= Sanford R. Leigh =

American activist

Sanford Rose Leigh (born 1934, Bridgeport, Connecticut), also known as Sandy Leigh (and after his amnesia Guy Wilson) was an activist during the Civil Rights Movement and the director of the largest project in Mississippi Freedom Summer, the Hattiesburg Project.

==Early life==
Leigh was born in 1934, in Bridgeport, Connecticut to West Indian parents who died in an automobile accident when he was in his teens. His older sister and her husband assumed his care. After college, and Reserve Officers' Training Corps, Leigh, who was fluent in five languages, attended Army Language School at Yale, served as a lieutenant, mostly at Fort Leonard Wood, and rose to captain. He then worked as a technical writer in Connecticut.

Leigh became the assistant to Bayard Rustin, when Rustin was organizing the 1963 March On Washington. After the March, Leigh joined the Student Nonviolent Coordinating Committee in Atlanta. In SNCC he worked at times with Communications Director, Julian Bond, and manned the WATS-line. WATS was SNCC's main means of communicating with the activists in the hamlets of the South. WATS saved money and had the advantage of avoiding putting calls through the local telephone operators, who could listen to the calls and were often very friendly with the constabulary and the Ku Klux Klan. Leigh could type 120 words a minute and his efficiency and competence made him invaluable to the organization.

==The Hattiesburg Project==
In January 1964, Leigh went to Hattiesburg, Mississippi to work on Freedom Day, a massive Voting Rights action in the town. Shortly thereafter, when a SNCC Field Secretary had to leave the Hattiesburg project, it was felt that Leigh's maturity, diplomacy and firmness made him the best candidate for the job. He became almost a son to Mrs Lenon E. Woods, who sponsored the project by housing the office downstairs from her Woods Guest House, in which she lived. Hers was the only "Negro" hotel — the only lodging for African-American travelers — in all Southern Mississippi. Mrs Woods owned most of the land under the Negro business district of Hattiesburg. She was also a silent partner as a landowner in parts of the White downtown area, which she, as a person of color, could not own publicly. On the eve of Freedom Day, Mrs Woods chased off a crowd of lawmen, firemen and city officials who had come to arrest Leigh just before the massive Voter Registration drive.

Under Leigh, the Hattiesburg Project grew to be the largest and most diverse in Mississippi Freedom Summer. It had seven Freedom Schools, two community centers and three libraries (persons of color could not use the town library and had no borrowing privileges). The Freedom Summer project provided legal services donated by lawyers from three organizations, medical services provided by specialists who rotated through, usually during their summer vacations, and teams of ministers who came to work on voter registration under the direction of Rev. Bob Beech of the National Council of Churches Ministry, which also sponsored a local Ministers' Union.

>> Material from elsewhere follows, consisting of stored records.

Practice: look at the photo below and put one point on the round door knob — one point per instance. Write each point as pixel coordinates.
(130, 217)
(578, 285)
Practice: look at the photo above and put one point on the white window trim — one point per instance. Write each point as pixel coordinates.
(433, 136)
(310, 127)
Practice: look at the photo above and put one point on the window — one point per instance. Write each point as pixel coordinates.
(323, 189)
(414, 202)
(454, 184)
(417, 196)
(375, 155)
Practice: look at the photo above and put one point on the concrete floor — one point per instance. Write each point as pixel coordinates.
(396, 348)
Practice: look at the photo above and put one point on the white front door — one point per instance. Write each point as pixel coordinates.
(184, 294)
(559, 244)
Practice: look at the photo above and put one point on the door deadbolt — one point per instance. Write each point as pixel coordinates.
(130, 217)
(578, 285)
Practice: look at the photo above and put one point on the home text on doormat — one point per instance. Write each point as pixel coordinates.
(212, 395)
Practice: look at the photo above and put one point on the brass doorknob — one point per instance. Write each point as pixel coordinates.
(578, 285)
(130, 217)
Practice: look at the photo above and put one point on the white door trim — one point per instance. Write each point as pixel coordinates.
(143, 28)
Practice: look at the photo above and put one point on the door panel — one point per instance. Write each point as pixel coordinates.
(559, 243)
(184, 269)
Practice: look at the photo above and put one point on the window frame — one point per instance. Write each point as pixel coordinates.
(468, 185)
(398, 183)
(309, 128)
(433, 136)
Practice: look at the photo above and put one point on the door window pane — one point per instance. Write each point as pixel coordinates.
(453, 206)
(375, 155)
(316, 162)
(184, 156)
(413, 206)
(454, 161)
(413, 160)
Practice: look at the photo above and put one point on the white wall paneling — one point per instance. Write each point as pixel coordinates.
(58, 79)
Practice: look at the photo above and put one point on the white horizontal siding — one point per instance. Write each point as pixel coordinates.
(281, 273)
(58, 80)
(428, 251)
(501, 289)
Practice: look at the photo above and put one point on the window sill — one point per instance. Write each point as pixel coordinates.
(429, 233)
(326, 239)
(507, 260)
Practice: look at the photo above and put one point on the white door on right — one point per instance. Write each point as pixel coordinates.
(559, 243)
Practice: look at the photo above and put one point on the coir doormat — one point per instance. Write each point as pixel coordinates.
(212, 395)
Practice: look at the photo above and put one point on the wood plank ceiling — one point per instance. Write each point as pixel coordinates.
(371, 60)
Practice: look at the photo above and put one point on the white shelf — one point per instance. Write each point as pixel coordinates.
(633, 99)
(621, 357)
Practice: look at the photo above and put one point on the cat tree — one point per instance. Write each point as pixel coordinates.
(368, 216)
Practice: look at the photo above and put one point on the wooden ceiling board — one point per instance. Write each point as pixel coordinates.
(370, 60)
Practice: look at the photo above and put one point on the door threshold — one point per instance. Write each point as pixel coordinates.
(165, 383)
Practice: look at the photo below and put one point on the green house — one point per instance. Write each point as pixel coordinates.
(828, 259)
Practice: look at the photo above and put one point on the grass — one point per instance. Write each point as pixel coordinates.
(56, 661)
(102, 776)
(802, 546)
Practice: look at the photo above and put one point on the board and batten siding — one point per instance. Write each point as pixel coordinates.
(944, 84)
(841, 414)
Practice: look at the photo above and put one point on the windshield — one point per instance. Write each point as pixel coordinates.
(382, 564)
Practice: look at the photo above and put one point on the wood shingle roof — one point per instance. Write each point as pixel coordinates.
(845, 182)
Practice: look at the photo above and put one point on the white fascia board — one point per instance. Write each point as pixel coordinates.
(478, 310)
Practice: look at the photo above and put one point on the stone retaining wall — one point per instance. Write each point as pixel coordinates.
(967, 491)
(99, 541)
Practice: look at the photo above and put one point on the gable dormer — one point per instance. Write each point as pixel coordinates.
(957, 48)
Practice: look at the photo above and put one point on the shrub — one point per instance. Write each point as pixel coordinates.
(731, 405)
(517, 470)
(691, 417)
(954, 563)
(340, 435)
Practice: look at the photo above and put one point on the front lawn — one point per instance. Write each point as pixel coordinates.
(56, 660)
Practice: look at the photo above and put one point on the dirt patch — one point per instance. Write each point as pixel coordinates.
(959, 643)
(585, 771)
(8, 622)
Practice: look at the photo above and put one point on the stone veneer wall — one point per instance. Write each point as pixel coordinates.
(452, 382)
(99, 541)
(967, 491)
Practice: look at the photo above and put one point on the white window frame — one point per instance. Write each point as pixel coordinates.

Leigh also helped manage the U.S. Senate campaign of Mississippi Freedom Democratic Party candidate Victoria Gray Adams who sought to oppose the segregationist, John Stennis. Mississippi Freedom Democratic Party registered Negro voters, who were barred from voting in Mississippi, and ran candidates opposing the Democratic Party nominees. The campaign was to challenge the Mississippi Democratic Party at the 1964 convention in Atlantic City. The segregationist Democratic Party ran the state, and MFDP sought to unseat them and show the national party that people of color would be a voting bloc equal to the segregationists, if allowed to register to vote.

When the Department of Economic Opportunity launched Head Start in 1965, newspapers, segregationist congressmen, and local governments denounced it as a Communist conspiracy. Leigh managed the program in Southeastern Mississippi. Head Start was a natural successor to the Freedom Schools. Funding was controlled through local governments, which tried to sabotage the program. They refused the grants and funding. In Congress and locally, governments struggled to wrest control from the local people who had staffed the new program.

==Later life==
Leigh later worked as aide de camp for Stokeley Carmichael until Carmichaels' marriage to Miriam Makeba. He then became an assistant to Walter Washington, the first Black Mayor of Washington, DC. Leigh relocated to New York, was employed as an Administrative Assistant by Bechtel, and as an organist at the Abyssinian Baptist Church.

In 1972 police found Leigh in a subway in Harlem, brutally beaten. He developed amnesia, and his friends searched in vain for six months, until he told Harlem Hospital social workers the name someone called him in a dream. When he began to regain his memory he was found beaten near his room in the YMCA in 1974. He sustained brain damage, never recovered his memory, and was placed in adult home care.